Ground bearing pressure (GBP) is the load the crane transmits to the soil through its track shoes, expressed in kPa or tonnes per square metre. Because a loaded crawler shifts weight toward the lift, the pressure distribution under the tracks is triangular, not uniform: for a 200 tonne class crawler lifting at minimum radius, the leading edge can reach roughly 45 t/m2 while only about 80 percent of the track length carries load. If GBP exceeds the safe bearing capacity of the soil, the crane settles or tips. Lift planners compare calculated GBP against soil capacity and add timber mats or steel mats to spread the load. Wider track shoes lower GBP directly.
What is a superlift or derrick counterweight on a crawler crane?

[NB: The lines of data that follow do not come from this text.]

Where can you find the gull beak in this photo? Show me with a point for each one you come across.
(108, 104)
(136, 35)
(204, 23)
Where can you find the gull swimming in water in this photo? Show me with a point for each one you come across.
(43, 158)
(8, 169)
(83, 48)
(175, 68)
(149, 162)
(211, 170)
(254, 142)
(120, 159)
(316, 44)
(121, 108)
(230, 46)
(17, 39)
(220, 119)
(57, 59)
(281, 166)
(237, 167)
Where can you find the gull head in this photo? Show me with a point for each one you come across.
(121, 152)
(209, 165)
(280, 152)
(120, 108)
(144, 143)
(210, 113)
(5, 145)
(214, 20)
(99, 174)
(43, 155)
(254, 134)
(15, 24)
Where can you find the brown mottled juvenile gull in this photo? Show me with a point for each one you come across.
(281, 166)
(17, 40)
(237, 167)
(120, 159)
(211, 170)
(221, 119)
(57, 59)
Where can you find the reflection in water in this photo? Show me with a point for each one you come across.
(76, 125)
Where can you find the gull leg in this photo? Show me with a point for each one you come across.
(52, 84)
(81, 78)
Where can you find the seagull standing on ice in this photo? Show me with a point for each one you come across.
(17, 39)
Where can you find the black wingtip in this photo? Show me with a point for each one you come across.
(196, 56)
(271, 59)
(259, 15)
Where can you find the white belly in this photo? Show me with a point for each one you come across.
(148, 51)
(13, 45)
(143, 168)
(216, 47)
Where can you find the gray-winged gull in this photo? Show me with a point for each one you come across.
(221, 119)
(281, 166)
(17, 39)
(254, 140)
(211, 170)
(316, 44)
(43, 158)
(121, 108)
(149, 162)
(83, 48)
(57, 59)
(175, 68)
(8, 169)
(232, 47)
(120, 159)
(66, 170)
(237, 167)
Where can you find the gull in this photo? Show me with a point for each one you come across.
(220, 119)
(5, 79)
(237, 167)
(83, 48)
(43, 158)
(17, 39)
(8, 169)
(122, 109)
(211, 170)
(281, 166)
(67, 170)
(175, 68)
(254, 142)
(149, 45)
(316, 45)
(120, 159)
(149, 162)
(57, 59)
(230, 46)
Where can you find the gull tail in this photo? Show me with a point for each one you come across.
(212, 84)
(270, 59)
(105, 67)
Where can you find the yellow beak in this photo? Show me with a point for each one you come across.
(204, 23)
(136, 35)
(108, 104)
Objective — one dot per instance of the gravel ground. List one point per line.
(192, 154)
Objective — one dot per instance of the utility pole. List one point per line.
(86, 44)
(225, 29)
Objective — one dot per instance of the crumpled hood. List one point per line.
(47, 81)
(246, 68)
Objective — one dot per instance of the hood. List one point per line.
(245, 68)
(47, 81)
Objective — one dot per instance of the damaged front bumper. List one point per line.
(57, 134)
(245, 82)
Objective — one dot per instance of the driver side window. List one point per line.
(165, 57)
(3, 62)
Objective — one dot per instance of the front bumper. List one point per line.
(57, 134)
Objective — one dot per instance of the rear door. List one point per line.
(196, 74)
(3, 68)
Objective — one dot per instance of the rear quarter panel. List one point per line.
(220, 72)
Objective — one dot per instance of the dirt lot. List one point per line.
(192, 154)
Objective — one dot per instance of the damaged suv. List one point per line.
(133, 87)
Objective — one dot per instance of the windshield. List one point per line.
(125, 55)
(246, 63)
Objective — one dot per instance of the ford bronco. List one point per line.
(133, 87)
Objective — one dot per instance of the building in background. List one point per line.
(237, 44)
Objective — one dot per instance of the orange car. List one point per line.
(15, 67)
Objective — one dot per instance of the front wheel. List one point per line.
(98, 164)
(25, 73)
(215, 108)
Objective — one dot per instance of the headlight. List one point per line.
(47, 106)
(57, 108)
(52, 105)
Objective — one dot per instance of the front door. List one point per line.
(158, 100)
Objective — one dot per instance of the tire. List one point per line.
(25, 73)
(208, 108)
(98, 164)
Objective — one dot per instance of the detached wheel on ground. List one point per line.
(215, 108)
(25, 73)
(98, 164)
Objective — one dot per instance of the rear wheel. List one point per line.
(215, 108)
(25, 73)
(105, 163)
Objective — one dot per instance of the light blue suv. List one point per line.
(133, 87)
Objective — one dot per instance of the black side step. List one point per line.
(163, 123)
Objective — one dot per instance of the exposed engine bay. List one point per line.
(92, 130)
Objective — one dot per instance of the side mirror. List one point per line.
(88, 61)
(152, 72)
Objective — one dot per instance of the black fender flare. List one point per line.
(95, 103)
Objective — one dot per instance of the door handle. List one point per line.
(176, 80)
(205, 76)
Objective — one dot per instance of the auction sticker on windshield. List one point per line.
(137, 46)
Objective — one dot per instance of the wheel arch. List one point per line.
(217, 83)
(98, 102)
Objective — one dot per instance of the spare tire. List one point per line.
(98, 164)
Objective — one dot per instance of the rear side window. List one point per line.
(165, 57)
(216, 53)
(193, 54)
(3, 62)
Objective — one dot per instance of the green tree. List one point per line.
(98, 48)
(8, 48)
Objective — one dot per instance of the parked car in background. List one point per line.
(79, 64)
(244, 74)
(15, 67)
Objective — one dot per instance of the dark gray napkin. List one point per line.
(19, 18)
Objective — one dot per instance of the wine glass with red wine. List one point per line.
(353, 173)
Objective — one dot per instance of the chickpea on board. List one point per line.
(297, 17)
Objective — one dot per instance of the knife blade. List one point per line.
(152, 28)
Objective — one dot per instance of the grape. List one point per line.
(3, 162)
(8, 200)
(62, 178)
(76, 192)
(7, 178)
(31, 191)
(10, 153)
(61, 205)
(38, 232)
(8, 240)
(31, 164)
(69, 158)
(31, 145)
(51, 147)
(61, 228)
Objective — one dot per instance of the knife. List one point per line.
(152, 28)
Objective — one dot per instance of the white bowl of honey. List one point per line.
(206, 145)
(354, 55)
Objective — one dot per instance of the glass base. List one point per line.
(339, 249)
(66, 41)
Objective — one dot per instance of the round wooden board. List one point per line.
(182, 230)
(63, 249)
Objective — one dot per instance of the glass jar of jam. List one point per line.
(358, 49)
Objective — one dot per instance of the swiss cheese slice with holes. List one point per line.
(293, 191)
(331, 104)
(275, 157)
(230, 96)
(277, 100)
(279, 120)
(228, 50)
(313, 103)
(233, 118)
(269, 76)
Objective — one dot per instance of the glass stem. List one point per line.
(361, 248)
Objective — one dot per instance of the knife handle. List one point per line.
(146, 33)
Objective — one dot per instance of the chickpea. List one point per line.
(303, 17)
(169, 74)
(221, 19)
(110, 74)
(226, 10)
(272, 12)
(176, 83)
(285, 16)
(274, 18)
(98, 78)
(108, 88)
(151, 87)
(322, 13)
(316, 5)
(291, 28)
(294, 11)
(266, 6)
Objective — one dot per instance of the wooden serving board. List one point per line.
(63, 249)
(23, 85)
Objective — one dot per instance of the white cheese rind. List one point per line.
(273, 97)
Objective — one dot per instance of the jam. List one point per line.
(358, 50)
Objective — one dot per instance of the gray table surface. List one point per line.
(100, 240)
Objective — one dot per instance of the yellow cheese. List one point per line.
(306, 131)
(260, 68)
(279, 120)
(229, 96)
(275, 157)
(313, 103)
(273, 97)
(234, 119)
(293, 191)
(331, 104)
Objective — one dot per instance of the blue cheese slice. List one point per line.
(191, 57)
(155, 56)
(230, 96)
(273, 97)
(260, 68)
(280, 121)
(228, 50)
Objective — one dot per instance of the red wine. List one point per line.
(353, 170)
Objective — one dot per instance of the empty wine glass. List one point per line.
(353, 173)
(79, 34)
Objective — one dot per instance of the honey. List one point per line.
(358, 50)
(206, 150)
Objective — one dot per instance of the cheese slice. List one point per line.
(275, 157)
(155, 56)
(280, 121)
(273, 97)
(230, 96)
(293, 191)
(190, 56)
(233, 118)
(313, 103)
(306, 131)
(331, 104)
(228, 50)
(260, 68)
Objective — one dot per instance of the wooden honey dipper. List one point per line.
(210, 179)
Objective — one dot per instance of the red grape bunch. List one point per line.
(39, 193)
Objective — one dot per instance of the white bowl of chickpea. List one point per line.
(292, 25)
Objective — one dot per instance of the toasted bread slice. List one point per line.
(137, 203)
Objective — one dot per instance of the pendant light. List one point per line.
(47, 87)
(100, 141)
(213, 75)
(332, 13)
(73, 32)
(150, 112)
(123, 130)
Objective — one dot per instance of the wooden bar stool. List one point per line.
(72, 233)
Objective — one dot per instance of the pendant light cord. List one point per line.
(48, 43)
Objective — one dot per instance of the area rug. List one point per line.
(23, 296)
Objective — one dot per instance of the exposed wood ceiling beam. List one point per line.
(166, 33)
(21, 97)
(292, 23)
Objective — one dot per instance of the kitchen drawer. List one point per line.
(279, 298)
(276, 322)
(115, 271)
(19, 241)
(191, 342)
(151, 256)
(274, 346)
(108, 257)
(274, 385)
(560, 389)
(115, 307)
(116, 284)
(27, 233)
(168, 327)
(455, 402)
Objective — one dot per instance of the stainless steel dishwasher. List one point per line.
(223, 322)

Superlift (also called a derrick mast, ringer, or auxiliary counterweight) is an additional counterweight carried on a separate mast or on a trailing wagon behind the crane. It increases the counter-moment so the crane can lift far heavier loads at long radius without tipping, which is essential for refinery columns and wind turbine nacelles. The trade-off is a much larger working footprint and more assembly time, because the superlift counterweight slews on its own radius and may travel on a suspended tray or a separate trailing carriage. Large lattice crawlers can carry several hundred tonnes of central plus superlift counterweight combined.
Which manufacturers and series are common for crawler cranes?
For lattice boom crawlers, the established global names are Liebherr (LR series, roughly 100 to 3,000 tonnes), Manitowoc (MLC and earlier 999/2250 series), Kobelco (CK and SL series), Hitachi Sumitomo (SCX), Sany (SCC series, including very large units), XCMG (XGC and XLC series up to over 1,000 tonnes), and Terex Demag (CC series). For telescopic crawlers, Liebherr (LTR 1060 to LTR 11200) and Sennebogen (telescopic crawler range up to about 130 tonnes) are typical. For mini or spider crawler cranes used indoors, Maeda offers roughly 2.9 to 8 tonne models. Always confirm the exact series capacity and load chart against the current manufacturer datasheet.
Do crawler cranes need outriggers, and can they travel with a load?
Standard crawler cranes do not use outriggers. The two wide crawler tracks form the support base, so the crane lifts directly off the tracks. This lets a crawler pick and carry, meaning it can travel short distances on prepared ground while holding a suspended load, within the limits of the pick-and-carry load chart and on grades the manufacturer permits. Telescopic crawlers share this advantage over wheeled all-terrain cranes, which must set outriggers before lifting. The condition is that the travel path is firm, level, and graded; pick-and-carry on slopes or soft ground sharply reduces allowable load and raises tipping risk.